Являлся ли в контору Прошка-председатель, день его занимался не с привычных заведённых обычаев, когда он, едва только взбегая на крыльцо, уже начинал шариться по карманам, отыскивая ключ от своего нового кабинета, и все находившиеся в конторе слышали, как сперва решительно клацал замок, потом сразу же начинало гулко трыкать где-то под потолком, означая, что Прошка подставил стул и самолично заводит настенные часы, а уж потом доносилось бодрое «Потапыч», когда был он в добром расположении, или нетерпеливое и требовательное «Петр-р-раков!», что на конторском языке в обоих случаях понималось: «Бухгалтера ко мне!» Теперь же Прошка-председатель входил в контору без прежнего оживлённого топота, будто прокрадывался, сумной, проткнутый какой-то больной думой, с белым пятном извести на спине замятого пиджака: где-то шоркнулся в беготне о стену да так и не оттёр. И после того как отпирал дверь, из его кабинета больше не слышалось ни рыка заводимых часов, ни клича бухгалтера, а наступала мертвенная тишина, которая иногда затягивалась надолго, и никто не знал, что он делал в эти немые минуты: то ли недвижно замирал у окна, то ли забывался, сидя за своим неотомкнутым столом. И только он один знал, что день его теперь начинался с опасливого погляда на телефон, поскольку на другом конце провода ежечасно, ежеминутно его караулила война. В любое мгновение она могла ознобить властным звонком, бесцеремонным распоряжением, как уже было, когда позвонили и потребовали срочно отгрузить всё наличие овса в фонд мобилизации, или оглушить в трубку худой вестью, от которой и вовсе опускались руки.
Отправлялась ли баба в сельпо, она теперь не по-будничному шла туда, лузгая семечки, чтобы, поболтав у прилавка, купить кулёк лампасеток или кренделей, а уже издали зыркала, приглядываясь к лавке: не подвезли бы, подай бог, ещё партию соли, которая вдруг сделалась слаще всяких конфет и которую в давке расхватали до самого пола, — волокли кто на горбу, кто на тачке, а кто в вёдрах на коромысле.
Рассаживались ли на завалинке запечные старцы, — и они, не как прежде, когда сходились для одного лишь коротания летней погожей зари, а, гонимые всё тем же недугом напасти, гадали и рядили, прикидывали на свой стариковский салтык, как оно будет, каково пойдёт дале, ежли уже теперь оплошали и дозволили немцу потоптать уймищу своей земли.

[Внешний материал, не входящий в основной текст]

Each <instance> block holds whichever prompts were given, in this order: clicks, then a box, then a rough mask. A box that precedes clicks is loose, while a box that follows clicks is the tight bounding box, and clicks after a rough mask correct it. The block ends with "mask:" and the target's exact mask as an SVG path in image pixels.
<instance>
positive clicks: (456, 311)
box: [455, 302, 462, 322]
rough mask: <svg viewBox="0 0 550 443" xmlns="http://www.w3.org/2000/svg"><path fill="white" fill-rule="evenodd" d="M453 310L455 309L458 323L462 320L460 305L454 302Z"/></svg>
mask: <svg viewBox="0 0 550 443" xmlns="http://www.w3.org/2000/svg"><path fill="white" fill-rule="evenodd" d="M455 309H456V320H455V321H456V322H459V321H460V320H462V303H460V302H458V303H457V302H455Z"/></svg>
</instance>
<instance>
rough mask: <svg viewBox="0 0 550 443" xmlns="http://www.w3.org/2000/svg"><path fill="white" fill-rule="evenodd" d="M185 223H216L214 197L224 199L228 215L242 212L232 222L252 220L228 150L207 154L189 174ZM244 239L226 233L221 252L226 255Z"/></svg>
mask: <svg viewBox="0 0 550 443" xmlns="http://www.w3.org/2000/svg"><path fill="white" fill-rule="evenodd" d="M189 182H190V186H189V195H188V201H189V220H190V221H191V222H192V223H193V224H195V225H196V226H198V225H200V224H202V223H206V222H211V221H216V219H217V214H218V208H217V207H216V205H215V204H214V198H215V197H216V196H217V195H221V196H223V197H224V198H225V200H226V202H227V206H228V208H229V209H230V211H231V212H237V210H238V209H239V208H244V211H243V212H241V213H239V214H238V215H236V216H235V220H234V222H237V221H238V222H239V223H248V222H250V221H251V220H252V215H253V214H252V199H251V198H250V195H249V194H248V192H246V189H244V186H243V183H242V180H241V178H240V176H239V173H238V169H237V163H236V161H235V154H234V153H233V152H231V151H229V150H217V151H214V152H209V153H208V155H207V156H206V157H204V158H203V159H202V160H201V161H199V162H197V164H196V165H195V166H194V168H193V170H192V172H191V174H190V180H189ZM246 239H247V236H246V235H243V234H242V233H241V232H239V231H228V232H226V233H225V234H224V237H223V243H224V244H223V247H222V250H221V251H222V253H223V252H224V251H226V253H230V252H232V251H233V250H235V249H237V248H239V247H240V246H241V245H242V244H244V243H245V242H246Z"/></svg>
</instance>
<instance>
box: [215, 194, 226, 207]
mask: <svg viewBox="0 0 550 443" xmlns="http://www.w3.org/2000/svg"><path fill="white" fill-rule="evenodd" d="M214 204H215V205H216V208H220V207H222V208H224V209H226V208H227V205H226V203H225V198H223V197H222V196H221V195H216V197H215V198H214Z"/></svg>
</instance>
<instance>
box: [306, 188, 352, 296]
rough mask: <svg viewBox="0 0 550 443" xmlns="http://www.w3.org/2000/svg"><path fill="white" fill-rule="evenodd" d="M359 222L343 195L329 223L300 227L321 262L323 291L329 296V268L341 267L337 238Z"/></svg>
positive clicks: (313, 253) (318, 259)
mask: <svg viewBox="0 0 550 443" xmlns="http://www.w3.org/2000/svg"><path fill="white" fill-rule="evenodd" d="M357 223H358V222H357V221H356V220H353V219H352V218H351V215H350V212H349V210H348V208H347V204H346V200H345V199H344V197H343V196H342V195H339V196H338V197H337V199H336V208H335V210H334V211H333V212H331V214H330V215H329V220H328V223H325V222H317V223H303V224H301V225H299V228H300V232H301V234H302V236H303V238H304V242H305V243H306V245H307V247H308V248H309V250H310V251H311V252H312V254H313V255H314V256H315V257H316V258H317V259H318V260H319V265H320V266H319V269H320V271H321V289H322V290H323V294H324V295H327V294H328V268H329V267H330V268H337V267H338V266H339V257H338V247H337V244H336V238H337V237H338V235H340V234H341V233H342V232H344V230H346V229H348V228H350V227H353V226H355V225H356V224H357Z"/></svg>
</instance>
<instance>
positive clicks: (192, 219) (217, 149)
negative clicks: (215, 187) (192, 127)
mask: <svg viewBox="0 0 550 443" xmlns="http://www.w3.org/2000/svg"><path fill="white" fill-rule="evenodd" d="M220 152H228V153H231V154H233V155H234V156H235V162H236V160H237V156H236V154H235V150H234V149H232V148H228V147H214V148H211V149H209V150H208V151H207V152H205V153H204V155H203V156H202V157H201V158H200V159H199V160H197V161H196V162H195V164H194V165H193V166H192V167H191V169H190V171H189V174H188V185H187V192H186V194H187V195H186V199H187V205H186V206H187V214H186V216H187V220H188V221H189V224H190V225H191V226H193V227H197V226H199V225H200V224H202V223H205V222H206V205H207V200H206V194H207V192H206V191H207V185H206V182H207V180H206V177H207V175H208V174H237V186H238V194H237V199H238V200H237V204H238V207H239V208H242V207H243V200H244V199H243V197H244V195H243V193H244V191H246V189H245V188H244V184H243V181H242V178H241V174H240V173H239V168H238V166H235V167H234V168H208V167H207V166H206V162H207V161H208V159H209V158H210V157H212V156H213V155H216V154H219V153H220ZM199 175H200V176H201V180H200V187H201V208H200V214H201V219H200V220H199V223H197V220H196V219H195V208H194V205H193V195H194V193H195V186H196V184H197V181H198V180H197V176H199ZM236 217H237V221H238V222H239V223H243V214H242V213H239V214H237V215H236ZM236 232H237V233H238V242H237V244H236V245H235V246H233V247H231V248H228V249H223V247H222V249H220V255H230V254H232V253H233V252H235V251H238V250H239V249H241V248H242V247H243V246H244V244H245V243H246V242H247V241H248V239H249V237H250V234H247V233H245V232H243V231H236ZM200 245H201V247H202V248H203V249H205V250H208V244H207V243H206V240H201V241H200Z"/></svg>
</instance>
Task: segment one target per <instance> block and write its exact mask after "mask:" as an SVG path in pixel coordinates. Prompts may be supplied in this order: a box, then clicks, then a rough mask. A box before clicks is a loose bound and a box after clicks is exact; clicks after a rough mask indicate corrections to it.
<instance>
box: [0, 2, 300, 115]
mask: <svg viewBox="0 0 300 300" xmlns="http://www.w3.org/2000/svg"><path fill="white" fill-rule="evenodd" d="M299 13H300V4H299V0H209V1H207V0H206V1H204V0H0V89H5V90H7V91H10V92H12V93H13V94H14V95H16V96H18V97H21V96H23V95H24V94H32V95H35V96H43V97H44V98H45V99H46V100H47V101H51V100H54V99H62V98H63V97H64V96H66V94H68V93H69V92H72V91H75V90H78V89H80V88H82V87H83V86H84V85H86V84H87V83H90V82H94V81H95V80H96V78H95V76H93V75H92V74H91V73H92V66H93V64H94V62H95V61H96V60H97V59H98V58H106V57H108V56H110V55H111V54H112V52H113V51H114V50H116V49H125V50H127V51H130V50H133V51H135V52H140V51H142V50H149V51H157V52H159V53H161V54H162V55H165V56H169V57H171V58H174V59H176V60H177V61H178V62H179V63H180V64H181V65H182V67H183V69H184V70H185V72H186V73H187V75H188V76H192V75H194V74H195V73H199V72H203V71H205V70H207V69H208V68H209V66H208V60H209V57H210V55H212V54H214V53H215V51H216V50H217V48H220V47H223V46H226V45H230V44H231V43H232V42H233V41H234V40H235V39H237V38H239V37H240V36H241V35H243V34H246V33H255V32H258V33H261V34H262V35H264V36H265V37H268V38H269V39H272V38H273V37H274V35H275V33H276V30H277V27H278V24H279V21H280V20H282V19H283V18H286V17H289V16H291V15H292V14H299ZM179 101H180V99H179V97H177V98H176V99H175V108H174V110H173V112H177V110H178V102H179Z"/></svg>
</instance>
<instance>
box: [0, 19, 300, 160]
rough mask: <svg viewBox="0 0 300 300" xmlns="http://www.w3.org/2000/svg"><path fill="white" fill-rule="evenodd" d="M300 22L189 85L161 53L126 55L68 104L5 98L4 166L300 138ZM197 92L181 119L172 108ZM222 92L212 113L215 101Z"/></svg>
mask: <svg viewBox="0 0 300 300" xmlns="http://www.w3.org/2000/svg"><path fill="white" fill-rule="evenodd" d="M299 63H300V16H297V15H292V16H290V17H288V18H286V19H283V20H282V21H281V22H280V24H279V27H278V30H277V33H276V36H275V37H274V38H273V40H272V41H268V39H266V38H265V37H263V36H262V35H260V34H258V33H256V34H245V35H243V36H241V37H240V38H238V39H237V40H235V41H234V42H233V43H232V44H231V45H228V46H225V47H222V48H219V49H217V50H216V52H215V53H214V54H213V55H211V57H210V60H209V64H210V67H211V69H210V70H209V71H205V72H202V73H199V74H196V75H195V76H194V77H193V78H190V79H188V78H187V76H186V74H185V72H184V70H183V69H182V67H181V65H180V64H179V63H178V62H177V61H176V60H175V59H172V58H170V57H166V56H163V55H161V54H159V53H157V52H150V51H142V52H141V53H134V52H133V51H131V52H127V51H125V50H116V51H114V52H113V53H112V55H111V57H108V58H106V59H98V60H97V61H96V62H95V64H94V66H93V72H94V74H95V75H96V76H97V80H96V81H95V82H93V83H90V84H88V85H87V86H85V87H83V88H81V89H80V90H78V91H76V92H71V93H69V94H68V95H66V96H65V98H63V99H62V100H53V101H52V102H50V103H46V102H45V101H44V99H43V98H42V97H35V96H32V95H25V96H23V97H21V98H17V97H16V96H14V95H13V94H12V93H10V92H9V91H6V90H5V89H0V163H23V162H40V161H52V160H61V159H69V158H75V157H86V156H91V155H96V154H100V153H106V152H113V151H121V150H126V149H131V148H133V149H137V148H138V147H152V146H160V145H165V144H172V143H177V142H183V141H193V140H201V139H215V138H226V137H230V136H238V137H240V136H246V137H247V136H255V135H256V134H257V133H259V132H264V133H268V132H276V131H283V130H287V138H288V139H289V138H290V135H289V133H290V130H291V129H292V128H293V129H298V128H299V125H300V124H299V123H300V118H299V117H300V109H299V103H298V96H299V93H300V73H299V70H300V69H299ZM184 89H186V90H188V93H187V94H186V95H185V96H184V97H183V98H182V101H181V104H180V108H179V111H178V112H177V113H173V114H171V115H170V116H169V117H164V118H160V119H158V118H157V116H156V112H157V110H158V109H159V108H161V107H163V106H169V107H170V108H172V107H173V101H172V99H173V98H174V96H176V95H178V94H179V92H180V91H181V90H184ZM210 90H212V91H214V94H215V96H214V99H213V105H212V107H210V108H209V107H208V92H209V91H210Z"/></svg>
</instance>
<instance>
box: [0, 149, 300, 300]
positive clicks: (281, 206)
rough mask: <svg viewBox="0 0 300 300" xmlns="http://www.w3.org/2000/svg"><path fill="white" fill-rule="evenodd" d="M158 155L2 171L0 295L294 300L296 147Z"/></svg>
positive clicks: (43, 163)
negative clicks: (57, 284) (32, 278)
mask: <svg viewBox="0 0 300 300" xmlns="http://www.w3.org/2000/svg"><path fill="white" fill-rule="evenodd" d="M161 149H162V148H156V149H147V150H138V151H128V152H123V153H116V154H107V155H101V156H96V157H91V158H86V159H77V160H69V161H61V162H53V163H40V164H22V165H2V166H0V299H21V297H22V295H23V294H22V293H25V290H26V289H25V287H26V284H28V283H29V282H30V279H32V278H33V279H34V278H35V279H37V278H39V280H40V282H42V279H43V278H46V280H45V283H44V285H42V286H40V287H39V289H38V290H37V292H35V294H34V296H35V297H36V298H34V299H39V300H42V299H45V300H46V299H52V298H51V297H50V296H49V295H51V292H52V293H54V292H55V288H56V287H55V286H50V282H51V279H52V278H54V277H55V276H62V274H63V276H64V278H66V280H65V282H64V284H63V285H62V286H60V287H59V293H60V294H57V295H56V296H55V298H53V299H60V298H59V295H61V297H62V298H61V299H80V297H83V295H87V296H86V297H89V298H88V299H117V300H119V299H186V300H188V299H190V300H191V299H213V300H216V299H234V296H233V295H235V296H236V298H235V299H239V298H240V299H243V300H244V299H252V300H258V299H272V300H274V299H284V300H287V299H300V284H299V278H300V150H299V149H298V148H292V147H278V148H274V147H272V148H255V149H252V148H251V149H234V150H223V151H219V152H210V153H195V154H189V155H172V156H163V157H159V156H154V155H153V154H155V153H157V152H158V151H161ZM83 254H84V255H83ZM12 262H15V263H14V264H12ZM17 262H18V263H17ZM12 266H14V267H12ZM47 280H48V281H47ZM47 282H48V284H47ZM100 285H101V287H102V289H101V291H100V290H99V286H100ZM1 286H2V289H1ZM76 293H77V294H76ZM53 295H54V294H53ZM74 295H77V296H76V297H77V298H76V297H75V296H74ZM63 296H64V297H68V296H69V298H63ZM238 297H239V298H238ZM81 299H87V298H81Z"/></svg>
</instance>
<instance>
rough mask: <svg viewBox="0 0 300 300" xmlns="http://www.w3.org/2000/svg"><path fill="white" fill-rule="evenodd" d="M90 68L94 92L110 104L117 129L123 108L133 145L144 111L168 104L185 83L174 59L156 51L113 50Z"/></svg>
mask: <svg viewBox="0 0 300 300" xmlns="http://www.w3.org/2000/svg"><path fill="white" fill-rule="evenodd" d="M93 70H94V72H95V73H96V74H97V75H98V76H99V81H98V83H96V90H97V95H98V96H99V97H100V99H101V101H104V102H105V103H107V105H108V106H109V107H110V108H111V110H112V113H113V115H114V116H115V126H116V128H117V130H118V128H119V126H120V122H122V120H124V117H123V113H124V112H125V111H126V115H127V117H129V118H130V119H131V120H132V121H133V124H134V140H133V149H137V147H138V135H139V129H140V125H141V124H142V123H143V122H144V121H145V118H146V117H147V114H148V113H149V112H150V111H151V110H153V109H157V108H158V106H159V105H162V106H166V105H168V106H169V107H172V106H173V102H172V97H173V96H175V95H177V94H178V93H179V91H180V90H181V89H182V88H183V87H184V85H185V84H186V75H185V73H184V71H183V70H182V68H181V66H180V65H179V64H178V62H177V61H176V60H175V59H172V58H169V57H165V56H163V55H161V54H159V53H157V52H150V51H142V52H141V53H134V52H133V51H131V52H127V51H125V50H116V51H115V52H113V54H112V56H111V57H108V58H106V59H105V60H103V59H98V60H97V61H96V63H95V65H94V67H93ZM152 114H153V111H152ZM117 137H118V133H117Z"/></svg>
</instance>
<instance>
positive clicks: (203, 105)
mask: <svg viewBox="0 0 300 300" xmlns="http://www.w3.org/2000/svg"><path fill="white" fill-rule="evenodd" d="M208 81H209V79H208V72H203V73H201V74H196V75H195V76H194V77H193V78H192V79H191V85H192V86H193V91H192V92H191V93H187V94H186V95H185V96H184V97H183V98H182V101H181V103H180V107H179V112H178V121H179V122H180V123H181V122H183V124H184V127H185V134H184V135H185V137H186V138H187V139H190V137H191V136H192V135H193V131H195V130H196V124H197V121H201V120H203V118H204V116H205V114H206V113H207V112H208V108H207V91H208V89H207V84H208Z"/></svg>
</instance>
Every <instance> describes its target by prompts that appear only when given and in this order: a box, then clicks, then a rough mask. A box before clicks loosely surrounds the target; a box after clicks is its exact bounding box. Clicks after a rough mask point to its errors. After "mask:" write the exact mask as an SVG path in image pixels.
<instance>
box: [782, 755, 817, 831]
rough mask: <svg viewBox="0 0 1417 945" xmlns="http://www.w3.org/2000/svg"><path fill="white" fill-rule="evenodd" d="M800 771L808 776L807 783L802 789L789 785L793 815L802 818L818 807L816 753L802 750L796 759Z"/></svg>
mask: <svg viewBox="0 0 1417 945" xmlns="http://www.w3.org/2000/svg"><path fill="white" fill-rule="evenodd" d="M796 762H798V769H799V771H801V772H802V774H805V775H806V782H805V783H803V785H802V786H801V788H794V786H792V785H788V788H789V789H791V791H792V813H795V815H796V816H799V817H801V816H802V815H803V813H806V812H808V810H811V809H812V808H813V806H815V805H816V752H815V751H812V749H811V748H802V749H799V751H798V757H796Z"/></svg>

И даже детишки в гурьбе на выгоне больше не забавлялись в жучка и салочки, а словно бы с ними чего сотворили, навели какую порчу, — все враз кинулись выстругивать себе сабли, ружья да пугачи. Допоздна — матерям не дозваться — галдят, галдят драчливо за огородами, бегут, бегут куда-то, пригнувшись, прячутся по канавам и всё пукают друг в друга из тесового оружия.
Но только ли на людях — на всей деревне с её заулками и давно не поливавшимися грядами, на всякой избе и каждом предмете в дому отпечатано это нестираемое клеймо военной хворобы. От всего веяло порухой прежнего лада, грядущими скорбями, всё было окроплено горечью, как подорожной пылью, и обрело её привкус. Этот недуг души, разлад в ней и сумятица ломали, муторили и самого Касьяна, когда он оказывался во всеобщей толчее — возле правления, на скотном базу или в мужицком сходе на улице. И только здесь, в лугах, в росном безбрежье трав, в безлюдной вольнице под мирный всхрап коней и бой перепелов Касьяна постепенно отпускало.
Раза два он уже вставал с кожуха, отыскивал осёдланного Ясеня, объезжал и поправлял табун, чтобы широко не растекался, и здесь, в седле, к полуночи его настиг внезапный и такой нестерпимый голод, как после избавления от болезни. Он бросил объезд и напрямки, через лошадей, вернулся к узелку. И тут кусок крутого хлеба, на поду испечённого Натахой ещё на мирной неделе, который он густо осыпал серой крупной солью и которым жадно хрустел теперь с молодым перистым луком, впервые за весь день обрёл свой прежний житный вкус и даже обострённый аромат далёкого детства — без горечи гнетущей несвободы.